Admittedly, the connections were sometimes tenuous, but that didn t detract from the austere beauty of simply draped silk marocain dresses in earthy shades of sienna, green, and mahogany. Or the divine splendor of a gold thread dress embellished with four thousand smoky gemstones that took twenty-five hundred hours to affix. The monastic and the regal are the twin signatures of Chiuri and Piccioli s work chez Valentino. Both sides of that aesthetic presumably appeal to Florence + the Machine s Florence Welch, who was perched near Giancarlo Giammetti in the front row.

The surprise was all the animals—a veritable menagerie of them, or as the French composer Camille Saint-Saëns would ve had it, a carnaval des animaux.
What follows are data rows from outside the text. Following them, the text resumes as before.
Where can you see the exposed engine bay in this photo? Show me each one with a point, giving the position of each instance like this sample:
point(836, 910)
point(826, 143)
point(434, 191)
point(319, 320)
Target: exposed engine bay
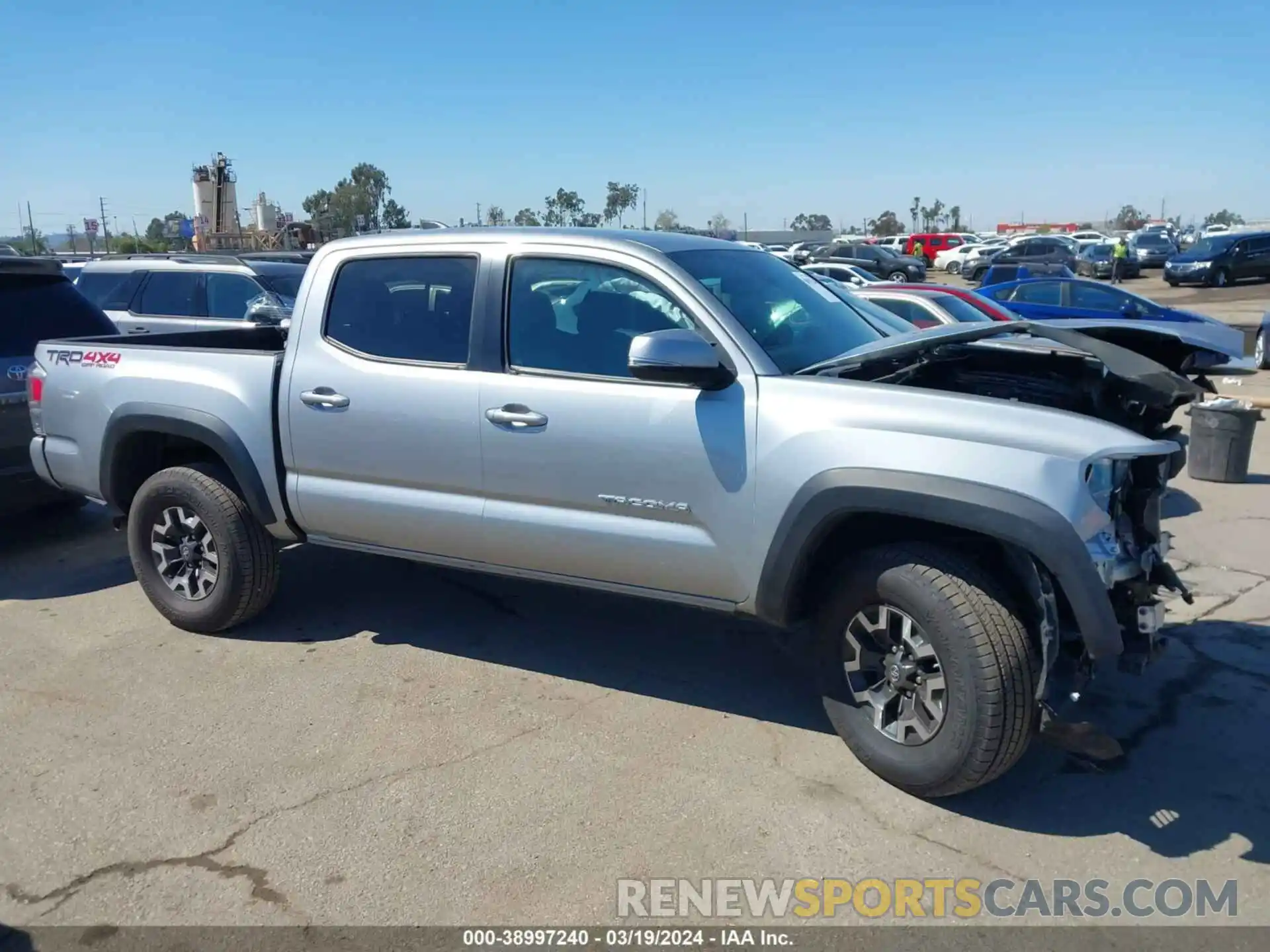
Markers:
point(1058, 379)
A swan, a snake, and a peacock made from feathers that wrapped around the waistline of ballerina tutus…lions and elephants on a double-face cashmere dress and a coat (not embroidered, mind you, but built into the fabric of the garments, like a puzzle)…even a gorilla and its baby were spotted tucked amid the leather floral appliqués of an organza cape.

The creativity of the set dressers at the Rome Opera House had a profound effect on the duo this season; Chiuri and Piccioli invited the opera s artisans to paint the show s runway and backdrop. But if theatricality is a virtue onstage, the more realistically the creatures were rendered here, the better off the clothes were. By contrast, a satin tiger practically pounced off the skirt of the finale dress. The workmanship was second to none, but the designers may have overestimated the big cat s charms. All in all though, this was another bravura performance.